Simple Nilpotent Linear Transformation Proof Misunderstanding

Question

Let $T \in \mathcal{L}(V,V)$ be nilpotent, where $\mathcal{L}(V,V)$ is the set of all linear transformations from $V$ to $V$. Let $n$ be the dimension of $V$. Show that $T^{n}=0$.

This has been asked before here: For an n x n matrix T, prove that if $[T]^k=[0]_n$, then $[T]^n=[O]_n$

but I can't wrap my brain around it.

I want to understand all the small details clearly and precisely in my head.

$\textbf{Here is are the facts I know/proof attempt}$:

Since $T$ is nilpotent, then $T^{k}=0$, $k > 0$.

I only know two facts:

There is a (non-trivial) polynomial $p_1(x)$ of degree $\leq n^2$ such that $p_1(T)=0$

Minimal polynomial: monic polynomial of lowest degree $p_2(x)$ such that $p_2(T)=0$

Now this link says For an n x n matrix T, prove that if $[T]^k=[0]_n$, then $[T]^n=[O]_n$: "Since $T^k=0$, the mimimal polynomial for $T$ in $\mathbb{R}[x]$ must divide $x^k$, hence must be of the form $p_2(x) = x^j$, for some $j \le k$."

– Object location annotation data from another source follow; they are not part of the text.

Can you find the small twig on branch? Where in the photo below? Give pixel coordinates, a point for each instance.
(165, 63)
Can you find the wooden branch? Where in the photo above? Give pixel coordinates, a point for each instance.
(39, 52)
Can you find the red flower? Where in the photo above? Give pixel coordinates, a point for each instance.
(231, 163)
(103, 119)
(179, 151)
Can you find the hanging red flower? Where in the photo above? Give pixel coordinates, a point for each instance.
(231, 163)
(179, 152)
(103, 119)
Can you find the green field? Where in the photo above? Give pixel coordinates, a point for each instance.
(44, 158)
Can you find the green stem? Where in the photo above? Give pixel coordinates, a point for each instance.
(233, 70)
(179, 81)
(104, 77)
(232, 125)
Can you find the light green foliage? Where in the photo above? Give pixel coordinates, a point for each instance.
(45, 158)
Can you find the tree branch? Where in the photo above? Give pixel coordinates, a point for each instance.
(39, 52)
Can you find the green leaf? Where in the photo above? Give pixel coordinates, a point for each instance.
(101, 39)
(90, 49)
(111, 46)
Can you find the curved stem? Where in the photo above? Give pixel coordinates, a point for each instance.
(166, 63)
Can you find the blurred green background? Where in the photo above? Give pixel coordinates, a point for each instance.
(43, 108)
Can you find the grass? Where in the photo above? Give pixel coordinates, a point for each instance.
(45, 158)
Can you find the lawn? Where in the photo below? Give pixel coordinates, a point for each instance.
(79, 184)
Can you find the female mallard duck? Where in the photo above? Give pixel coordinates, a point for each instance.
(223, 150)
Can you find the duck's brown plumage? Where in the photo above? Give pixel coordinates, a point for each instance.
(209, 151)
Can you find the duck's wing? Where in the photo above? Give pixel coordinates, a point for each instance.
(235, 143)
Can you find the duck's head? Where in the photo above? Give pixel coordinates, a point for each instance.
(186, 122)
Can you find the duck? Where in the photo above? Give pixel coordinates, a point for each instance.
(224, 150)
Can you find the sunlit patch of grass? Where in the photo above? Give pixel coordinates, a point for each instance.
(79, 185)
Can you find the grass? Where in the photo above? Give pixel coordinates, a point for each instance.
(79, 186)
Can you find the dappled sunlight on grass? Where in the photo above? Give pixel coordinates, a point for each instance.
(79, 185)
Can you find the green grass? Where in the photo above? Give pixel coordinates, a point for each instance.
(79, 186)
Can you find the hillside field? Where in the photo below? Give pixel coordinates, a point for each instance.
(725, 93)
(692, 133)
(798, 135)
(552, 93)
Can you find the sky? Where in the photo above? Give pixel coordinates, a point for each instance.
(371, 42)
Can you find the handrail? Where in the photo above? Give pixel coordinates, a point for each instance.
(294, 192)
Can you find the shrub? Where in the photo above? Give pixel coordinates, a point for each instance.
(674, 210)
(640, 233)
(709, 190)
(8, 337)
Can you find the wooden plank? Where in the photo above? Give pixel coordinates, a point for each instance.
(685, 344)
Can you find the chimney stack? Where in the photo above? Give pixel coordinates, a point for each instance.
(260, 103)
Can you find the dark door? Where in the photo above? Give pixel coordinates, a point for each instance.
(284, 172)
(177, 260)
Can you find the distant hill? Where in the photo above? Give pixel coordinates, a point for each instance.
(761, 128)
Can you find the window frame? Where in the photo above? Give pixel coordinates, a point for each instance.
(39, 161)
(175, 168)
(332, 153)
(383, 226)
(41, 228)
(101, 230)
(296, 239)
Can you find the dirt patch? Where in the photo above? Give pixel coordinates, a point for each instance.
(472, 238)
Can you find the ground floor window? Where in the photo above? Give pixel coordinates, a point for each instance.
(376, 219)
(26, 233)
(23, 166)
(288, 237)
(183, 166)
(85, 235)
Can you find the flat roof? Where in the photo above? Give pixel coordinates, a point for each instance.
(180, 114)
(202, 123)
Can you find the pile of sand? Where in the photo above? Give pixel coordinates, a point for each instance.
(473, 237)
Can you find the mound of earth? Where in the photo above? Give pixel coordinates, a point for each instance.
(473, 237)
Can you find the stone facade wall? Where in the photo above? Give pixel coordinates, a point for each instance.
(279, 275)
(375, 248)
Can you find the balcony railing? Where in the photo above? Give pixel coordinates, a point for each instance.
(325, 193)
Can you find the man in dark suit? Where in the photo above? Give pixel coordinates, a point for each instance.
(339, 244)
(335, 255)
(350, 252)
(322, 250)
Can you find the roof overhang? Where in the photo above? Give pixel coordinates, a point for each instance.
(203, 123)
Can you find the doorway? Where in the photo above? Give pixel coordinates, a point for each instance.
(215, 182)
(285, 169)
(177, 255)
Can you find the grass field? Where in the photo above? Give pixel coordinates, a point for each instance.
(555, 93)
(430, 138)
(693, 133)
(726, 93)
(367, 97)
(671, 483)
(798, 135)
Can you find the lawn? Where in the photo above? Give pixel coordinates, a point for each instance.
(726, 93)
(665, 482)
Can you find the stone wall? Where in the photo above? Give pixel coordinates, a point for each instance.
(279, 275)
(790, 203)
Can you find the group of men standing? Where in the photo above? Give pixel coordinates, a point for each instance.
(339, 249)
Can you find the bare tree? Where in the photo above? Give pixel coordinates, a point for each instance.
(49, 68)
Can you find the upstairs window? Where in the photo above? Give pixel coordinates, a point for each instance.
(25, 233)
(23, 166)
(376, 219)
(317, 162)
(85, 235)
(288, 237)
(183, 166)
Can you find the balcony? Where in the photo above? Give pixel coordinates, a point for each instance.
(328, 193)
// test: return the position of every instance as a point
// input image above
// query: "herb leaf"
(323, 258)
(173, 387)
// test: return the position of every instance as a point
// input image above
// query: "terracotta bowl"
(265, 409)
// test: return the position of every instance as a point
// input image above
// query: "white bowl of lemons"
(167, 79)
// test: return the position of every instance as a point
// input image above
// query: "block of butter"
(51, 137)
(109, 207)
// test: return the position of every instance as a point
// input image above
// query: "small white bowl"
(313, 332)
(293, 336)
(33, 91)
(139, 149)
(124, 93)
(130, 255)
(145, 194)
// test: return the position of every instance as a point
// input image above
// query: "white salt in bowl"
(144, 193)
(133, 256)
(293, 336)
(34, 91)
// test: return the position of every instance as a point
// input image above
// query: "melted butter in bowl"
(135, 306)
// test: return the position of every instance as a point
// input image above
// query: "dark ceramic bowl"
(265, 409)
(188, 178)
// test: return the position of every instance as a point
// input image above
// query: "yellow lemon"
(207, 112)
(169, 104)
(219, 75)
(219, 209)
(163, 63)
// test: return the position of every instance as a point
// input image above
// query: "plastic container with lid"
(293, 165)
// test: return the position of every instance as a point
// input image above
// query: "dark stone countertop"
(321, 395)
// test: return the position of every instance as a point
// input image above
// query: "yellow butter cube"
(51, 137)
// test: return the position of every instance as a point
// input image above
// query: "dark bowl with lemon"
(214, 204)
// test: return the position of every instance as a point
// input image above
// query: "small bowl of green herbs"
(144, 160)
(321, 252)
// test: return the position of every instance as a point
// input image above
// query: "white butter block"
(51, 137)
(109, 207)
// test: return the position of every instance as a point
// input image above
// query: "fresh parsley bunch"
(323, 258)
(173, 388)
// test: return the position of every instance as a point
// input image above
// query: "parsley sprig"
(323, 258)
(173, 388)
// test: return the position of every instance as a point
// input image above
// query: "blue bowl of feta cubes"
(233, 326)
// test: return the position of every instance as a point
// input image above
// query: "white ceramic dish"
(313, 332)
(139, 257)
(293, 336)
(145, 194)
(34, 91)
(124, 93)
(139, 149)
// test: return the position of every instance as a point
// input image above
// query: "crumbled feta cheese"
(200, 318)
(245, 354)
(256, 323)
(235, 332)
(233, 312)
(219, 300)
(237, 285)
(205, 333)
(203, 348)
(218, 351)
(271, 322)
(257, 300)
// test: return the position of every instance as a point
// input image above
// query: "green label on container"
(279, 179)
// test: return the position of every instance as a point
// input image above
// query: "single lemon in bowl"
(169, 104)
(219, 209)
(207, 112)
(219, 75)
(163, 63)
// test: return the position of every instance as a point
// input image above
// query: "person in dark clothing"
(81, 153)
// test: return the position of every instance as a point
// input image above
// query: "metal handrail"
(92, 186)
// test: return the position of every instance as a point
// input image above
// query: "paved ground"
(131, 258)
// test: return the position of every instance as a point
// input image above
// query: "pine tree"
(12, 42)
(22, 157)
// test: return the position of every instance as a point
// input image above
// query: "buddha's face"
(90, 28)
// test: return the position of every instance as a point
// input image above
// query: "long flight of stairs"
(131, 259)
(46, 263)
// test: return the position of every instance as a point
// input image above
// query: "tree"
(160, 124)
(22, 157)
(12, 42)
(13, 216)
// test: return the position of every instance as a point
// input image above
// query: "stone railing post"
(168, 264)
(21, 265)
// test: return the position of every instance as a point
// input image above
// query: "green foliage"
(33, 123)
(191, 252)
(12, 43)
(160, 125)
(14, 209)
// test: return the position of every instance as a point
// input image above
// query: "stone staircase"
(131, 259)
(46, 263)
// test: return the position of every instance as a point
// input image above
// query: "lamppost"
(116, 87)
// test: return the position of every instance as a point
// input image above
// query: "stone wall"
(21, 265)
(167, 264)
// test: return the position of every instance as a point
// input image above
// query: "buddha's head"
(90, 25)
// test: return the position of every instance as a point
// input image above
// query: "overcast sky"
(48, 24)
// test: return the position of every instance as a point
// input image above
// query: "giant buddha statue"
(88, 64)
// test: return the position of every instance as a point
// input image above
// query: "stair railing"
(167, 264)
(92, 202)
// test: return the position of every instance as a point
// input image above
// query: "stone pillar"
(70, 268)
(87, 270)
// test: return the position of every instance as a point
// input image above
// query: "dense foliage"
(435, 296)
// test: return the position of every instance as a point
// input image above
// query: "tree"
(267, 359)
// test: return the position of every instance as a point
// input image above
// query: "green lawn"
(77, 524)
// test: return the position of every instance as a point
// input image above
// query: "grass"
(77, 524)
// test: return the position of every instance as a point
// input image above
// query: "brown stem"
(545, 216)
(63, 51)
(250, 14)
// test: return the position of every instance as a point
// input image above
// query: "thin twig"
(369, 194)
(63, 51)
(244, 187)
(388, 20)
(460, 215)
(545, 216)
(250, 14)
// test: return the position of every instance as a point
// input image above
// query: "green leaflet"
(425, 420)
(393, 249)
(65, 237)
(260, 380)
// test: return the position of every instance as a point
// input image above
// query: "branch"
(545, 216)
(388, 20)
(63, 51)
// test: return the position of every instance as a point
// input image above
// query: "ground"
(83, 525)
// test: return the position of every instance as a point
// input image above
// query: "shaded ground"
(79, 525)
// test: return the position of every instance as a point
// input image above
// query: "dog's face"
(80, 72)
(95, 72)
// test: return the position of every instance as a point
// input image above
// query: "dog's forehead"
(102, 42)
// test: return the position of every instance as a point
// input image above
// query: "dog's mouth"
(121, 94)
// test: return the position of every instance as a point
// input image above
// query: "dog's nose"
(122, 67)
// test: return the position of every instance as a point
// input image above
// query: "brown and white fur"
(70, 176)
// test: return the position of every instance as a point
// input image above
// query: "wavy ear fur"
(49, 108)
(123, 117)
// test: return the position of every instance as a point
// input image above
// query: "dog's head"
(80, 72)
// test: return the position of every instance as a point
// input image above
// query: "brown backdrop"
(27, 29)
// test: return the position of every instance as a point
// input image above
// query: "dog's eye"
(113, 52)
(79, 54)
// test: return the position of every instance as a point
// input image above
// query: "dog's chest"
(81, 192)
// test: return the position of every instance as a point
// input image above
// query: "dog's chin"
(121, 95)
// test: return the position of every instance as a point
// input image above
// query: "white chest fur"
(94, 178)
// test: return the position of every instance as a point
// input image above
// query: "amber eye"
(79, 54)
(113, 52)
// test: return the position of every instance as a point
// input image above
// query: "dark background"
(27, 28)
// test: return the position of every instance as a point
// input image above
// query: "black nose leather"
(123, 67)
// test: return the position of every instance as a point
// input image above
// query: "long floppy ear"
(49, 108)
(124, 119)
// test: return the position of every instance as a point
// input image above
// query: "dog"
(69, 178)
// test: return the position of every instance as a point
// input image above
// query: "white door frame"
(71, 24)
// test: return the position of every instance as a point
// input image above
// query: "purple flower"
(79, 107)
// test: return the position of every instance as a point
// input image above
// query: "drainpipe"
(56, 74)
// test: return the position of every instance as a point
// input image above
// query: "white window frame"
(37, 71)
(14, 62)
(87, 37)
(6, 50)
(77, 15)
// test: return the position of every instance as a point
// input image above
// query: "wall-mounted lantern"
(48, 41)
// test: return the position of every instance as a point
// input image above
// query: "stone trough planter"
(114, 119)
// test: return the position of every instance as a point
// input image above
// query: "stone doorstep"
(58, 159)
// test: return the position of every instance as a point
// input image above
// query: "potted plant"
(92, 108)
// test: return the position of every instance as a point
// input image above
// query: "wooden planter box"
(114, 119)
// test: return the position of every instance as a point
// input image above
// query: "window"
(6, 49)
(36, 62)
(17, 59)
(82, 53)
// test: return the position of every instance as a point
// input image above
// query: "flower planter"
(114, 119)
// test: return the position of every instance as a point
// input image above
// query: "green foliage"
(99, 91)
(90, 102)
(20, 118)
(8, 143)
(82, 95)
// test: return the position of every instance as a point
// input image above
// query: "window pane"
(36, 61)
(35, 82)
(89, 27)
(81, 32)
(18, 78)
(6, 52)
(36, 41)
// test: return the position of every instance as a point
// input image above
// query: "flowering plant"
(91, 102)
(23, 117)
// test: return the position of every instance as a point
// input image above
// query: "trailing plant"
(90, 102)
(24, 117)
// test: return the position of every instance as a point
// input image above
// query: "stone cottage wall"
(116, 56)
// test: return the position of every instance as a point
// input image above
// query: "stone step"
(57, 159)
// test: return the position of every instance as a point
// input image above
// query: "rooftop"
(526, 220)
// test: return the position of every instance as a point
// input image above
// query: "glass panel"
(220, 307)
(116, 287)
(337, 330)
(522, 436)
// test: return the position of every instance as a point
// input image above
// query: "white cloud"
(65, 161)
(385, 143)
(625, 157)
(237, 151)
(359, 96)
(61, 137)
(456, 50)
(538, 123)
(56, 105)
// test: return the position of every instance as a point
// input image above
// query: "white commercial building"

$\textbf{I don't see how $T^k=0$ implies the minimal polynomial divides $x^k$. Why is this true?}$

This is what I understand, monic polynomial is written in form: $p_2(x)=\beta_{0}x+\ldots+\beta_{k}x^k+\ldots x^m$

Applying $T$: $p_2(T)=\beta_{0}T+\ldots+\beta_{k}T^k+\ldots T^m=0$.

Then, $p_2(T)=\beta_{0}T+\ldots+0+\ldots T^m=0$ since $T^k=0$.

$\textbf{Still I, don't see why this implies the minimal polynomial divides $x^k$}$

Furthermore, after this:

He says the degree of $p_2$ is at most $n$.

$\textbf{I don't understand why this is true, I thought the degree of $p_2$ is at most $n^2$}$.

Then he says: $$p_2(T) = 0 \implies T^j = 0 \implies T^n=0$$

Why does $$p_2(T) = 0 \implies T^j = 0 \implies T^n=0?$$ I don't fully grasp either of the implications.

Is he saying the minimal polynomial of the form: $p_2(x)=\beta_{0}x+\ldots x^j$ or is it $p_2(x)=x^j$?

As you can tell I'm very confused and just want to understand the ideas clearly. Thanks.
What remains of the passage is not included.